Applebaum usually started the day with the Maryland delegation for a private breakfast, at which Republicans like ex-Maryland Lt. Gov. Michael Steele spoke. Because the convention didn’t start until 6 p.m. central time, the delegation then went on various sight-seeing trips.

Applebaum, instead, attended AIPAC and RJC events, sometimes surreally so. One day, he went to two presentations by Connecticut Senator Joseph Lieberman — in the morning and in the evening.

“It was the same room but different banners” [behind the podium], says Applebaum. “I thought, ‘Wasn’t I just here this morning?’”

At the AIPAC and RJC meetings, Republican bigwigs spent most of their time reassuring attendees on the subject of Israel. More than half of
the Republican senators and several Congressmen spoke.

“Their role was to say that they are incredibly supportive, and McCain is the most supportive, of Israel. That’s the message they kept pounding out,” he says.

Applebaum called the security outside Xcel Center a “show of overwhelming force.” There were police of “every variety — on horses, on bikes, with dogs,” he recalls, “as well as SWAT teams with heavy helmets and big guns.” Protest groups stood outside a “perimeter” created by large, moveable fences.

He also was impressed by the size of the press corps. He heard a figure of 15,000 press people, and he could well believe it. Inside the perimeter was a line of 50 tables, by his count, of local and national radio shows doing live broadcasts. He chatted with a gentleman who turned out to be one of 15 reporters sent by The New York Times.

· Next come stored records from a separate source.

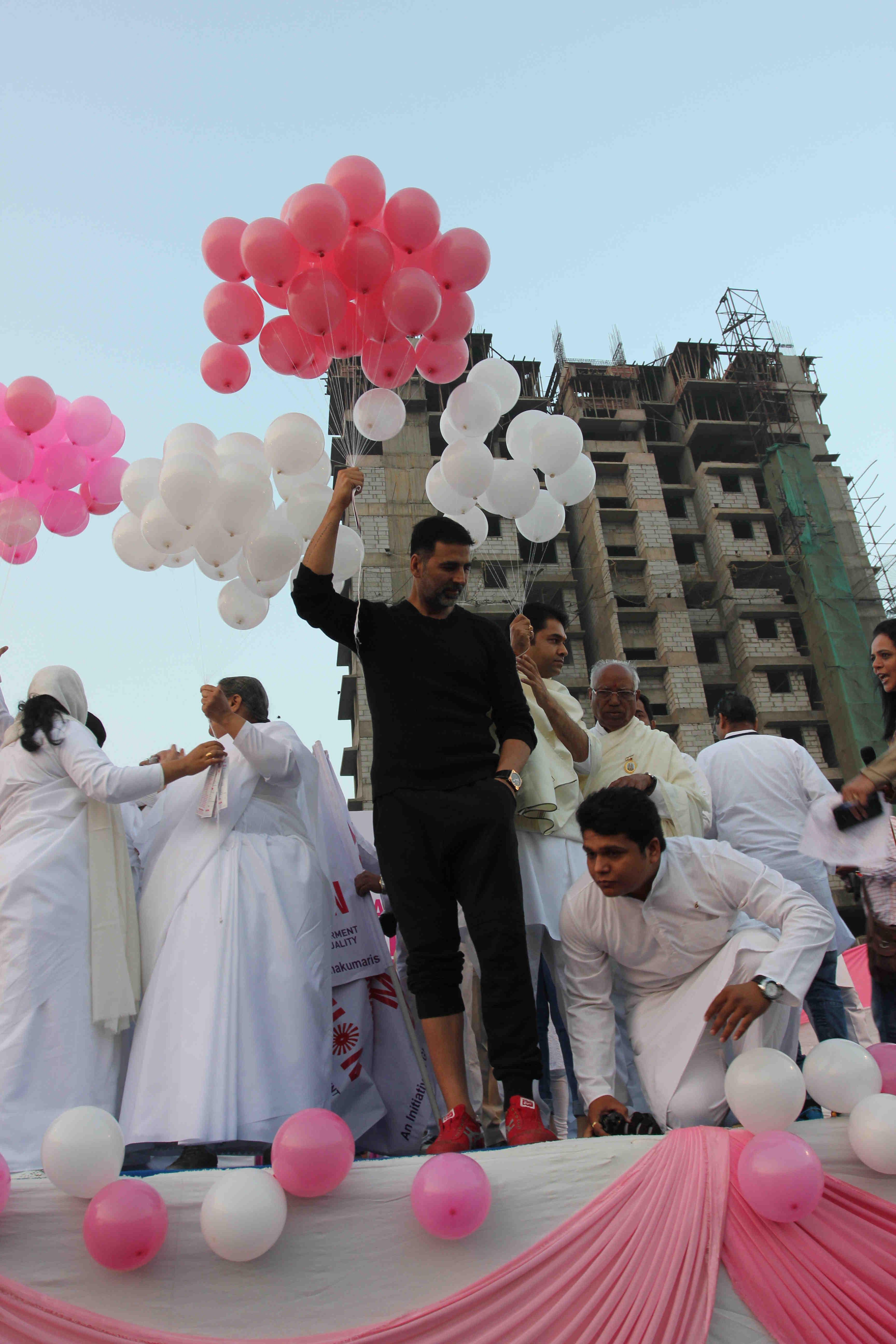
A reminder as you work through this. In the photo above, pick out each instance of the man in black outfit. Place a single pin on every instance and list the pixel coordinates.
(452, 733)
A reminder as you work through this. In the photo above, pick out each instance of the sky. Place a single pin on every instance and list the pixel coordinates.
(625, 166)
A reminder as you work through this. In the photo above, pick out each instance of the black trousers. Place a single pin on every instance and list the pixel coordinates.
(438, 849)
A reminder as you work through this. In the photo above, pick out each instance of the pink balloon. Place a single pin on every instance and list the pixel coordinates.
(781, 1177)
(271, 252)
(30, 404)
(312, 1152)
(17, 453)
(318, 302)
(319, 217)
(125, 1224)
(56, 431)
(285, 349)
(412, 302)
(64, 466)
(886, 1056)
(221, 248)
(362, 187)
(234, 314)
(389, 363)
(444, 361)
(365, 260)
(225, 369)
(456, 318)
(89, 421)
(412, 220)
(461, 260)
(451, 1195)
(104, 480)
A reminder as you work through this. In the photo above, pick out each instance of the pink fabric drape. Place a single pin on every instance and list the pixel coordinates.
(637, 1265)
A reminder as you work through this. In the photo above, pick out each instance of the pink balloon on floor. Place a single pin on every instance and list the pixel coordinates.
(125, 1225)
(312, 1152)
(30, 404)
(451, 1195)
(225, 369)
(781, 1177)
(221, 248)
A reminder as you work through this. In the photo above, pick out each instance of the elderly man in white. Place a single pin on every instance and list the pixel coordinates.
(696, 987)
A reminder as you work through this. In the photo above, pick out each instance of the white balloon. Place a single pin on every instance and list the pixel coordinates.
(519, 435)
(244, 1214)
(441, 495)
(214, 543)
(319, 475)
(273, 549)
(765, 1089)
(514, 490)
(350, 554)
(221, 573)
(473, 409)
(162, 529)
(293, 443)
(545, 519)
(872, 1132)
(264, 588)
(475, 522)
(244, 496)
(191, 439)
(188, 484)
(379, 415)
(82, 1151)
(557, 443)
(307, 507)
(240, 608)
(502, 378)
(574, 486)
(140, 483)
(132, 548)
(839, 1073)
(468, 467)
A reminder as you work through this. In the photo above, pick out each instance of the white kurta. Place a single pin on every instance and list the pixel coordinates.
(668, 940)
(236, 1027)
(52, 1054)
(762, 789)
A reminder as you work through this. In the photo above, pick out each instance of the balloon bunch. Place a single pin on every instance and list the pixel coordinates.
(58, 464)
(356, 273)
(212, 503)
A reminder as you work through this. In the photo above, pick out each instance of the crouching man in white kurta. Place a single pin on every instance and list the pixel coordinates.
(236, 1029)
(698, 986)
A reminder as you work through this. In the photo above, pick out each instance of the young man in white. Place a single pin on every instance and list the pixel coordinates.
(666, 914)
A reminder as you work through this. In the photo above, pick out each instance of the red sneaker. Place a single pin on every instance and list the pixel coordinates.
(523, 1124)
(459, 1133)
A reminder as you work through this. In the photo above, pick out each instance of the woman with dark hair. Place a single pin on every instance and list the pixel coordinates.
(69, 959)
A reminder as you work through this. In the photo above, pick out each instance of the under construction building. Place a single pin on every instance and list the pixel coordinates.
(718, 552)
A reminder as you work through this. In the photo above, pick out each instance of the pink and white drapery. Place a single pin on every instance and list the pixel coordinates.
(637, 1265)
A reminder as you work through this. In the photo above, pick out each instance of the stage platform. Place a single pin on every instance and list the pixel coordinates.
(355, 1257)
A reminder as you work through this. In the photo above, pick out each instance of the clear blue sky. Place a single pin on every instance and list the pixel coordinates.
(625, 167)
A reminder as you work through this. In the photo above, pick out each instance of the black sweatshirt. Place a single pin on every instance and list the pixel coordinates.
(435, 686)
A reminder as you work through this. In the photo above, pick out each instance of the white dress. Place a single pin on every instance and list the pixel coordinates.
(52, 1054)
(236, 1027)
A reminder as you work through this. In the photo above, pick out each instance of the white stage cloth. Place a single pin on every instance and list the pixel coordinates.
(355, 1257)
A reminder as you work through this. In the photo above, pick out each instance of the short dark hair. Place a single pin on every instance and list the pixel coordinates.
(539, 615)
(622, 812)
(737, 708)
(430, 531)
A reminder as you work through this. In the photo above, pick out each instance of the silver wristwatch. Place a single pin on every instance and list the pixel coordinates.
(770, 988)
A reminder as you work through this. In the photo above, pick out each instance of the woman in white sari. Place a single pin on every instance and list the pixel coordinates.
(69, 962)
(236, 1030)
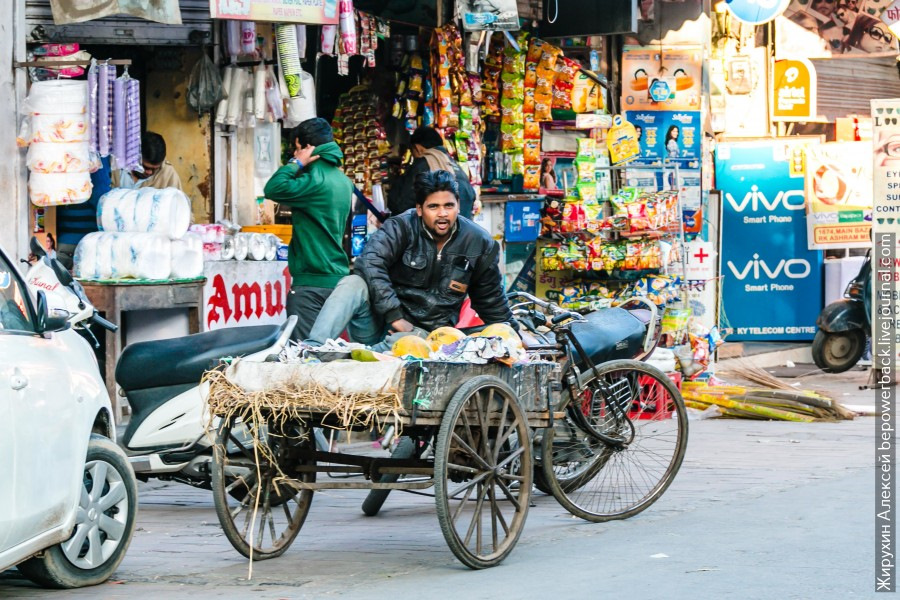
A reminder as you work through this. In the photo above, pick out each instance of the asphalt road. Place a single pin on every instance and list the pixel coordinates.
(759, 510)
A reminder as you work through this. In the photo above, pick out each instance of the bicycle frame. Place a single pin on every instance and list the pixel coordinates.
(565, 341)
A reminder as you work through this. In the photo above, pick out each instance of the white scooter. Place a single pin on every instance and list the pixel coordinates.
(166, 436)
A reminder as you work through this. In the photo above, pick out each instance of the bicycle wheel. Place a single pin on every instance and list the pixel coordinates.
(482, 473)
(259, 513)
(632, 402)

Applebaum attended several panels where presidential candidate McCain and vice presidential candidate Sarah Palin were analyzed. At one such talk before Palin’s speech, “the consensus of the pundits was that she was a high reward/high risk candidate,” he says, meaning she had the potential to energize the party (the reward) but she might not be able to withstand the media scrutiny (the risk).

Applebaum believes Palin’s speech accomplished the goal. So did McCain’s. “He’s not the compelling speaker Obama is. But the last 10 minutes of his speech, I got tears in my eyes,” says Applebaum. “His campaign people must have told him, ‘You’ve got 40 million people watching you. This is your opportunity to tell your story.’  And he did.”

Applebaum says he heard from several sources that McCain knew about Palin’s pregnant daughter before he chose her. “It wasn’t a revelation. McCain made the decision to pick a non-traditional candidate, an unknown,” he says, who could be portrayed as a “change agent,” one of the buzzwords of this presidential election.

In Applebaum’s opinion, it paid off.  “After their speeches, you could tell, these are real people.”